Every man shall give as he is able, according to the blessing of the LORD your God which he has given you. Deuteronomy 16:17

He that gives to the poor shall not lack: but he that hides his eyes shall have many a curse. Proverbs 28:27

Give to every man that asks of you; and of him that takes away your goods ask them not again. Luke 6:30

I have showed you all things, how that so laboring you ought to support the weak, and to remember the words of the Lord Jesus, how he said, It is more blessed to give than to receive. Acts 20:35

But this I say, He which sows sparingly shall reap also sparingly; and he which sows bountifully shall reap also bountifully. 2 Corinthians 9:6

But the truth is that I often hate giving. My mind focuses on the fact that I have worked exceedingly hard to make something of myself. The career that I have pursued has not been given to me. I have worked crazy hours for nearly 30 years to get where I am today. When others were out living it up, socializing, and relaxing, I was at my desk or in my lab. When others were goofing around and blowing off their responsibilites, I had my nose to the grindstone. Now that I have accumulated some wealth, why should I reward the lazy who got what they deserved?

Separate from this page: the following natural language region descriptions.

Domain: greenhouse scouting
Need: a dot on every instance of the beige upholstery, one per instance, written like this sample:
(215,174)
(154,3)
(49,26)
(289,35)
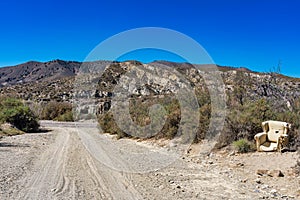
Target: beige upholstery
(274,137)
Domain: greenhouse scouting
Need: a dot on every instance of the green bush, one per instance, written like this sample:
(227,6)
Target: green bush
(60,111)
(13,111)
(243,146)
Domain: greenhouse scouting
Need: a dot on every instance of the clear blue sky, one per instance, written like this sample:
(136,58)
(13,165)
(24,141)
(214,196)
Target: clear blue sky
(250,33)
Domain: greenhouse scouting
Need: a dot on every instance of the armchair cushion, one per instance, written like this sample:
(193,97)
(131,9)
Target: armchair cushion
(274,136)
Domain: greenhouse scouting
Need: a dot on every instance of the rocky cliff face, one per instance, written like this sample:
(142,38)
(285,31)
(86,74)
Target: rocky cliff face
(57,80)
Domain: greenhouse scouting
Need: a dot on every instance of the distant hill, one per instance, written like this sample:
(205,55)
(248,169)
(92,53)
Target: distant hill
(34,71)
(37,71)
(54,80)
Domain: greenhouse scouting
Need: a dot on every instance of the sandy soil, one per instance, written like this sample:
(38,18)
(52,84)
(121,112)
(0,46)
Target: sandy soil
(80,163)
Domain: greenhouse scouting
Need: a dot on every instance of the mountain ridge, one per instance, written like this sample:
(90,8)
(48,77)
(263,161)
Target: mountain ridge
(35,71)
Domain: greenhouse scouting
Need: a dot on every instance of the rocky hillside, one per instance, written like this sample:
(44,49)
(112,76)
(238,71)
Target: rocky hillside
(55,80)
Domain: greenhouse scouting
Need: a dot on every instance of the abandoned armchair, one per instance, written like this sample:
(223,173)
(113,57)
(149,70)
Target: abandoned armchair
(274,137)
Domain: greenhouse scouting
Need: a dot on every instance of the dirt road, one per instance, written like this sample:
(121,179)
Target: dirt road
(80,163)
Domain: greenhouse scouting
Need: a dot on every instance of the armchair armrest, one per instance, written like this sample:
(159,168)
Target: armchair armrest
(260,138)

But ... what about those who are innocent victims who have had bad luck upon bad luck through no fault of their own? What about the children of poverty who came into this world to hunger and pain? What about those who have no possibility of opportunity given their culture and their lot? What about the fact that I have been blessed with talents and abilities that have allowed me to pursue my dreams and to be successful at them?

How can I say no when I understand the truth. How can I clutch so tightly to my horde when the Lord has worked so hard to pry my fingers free one by one? Today, when I look back to the miser that I once was, I really do have to smile at how far I have come. Yet I am still far from where I need to be and that is something that continues to push me.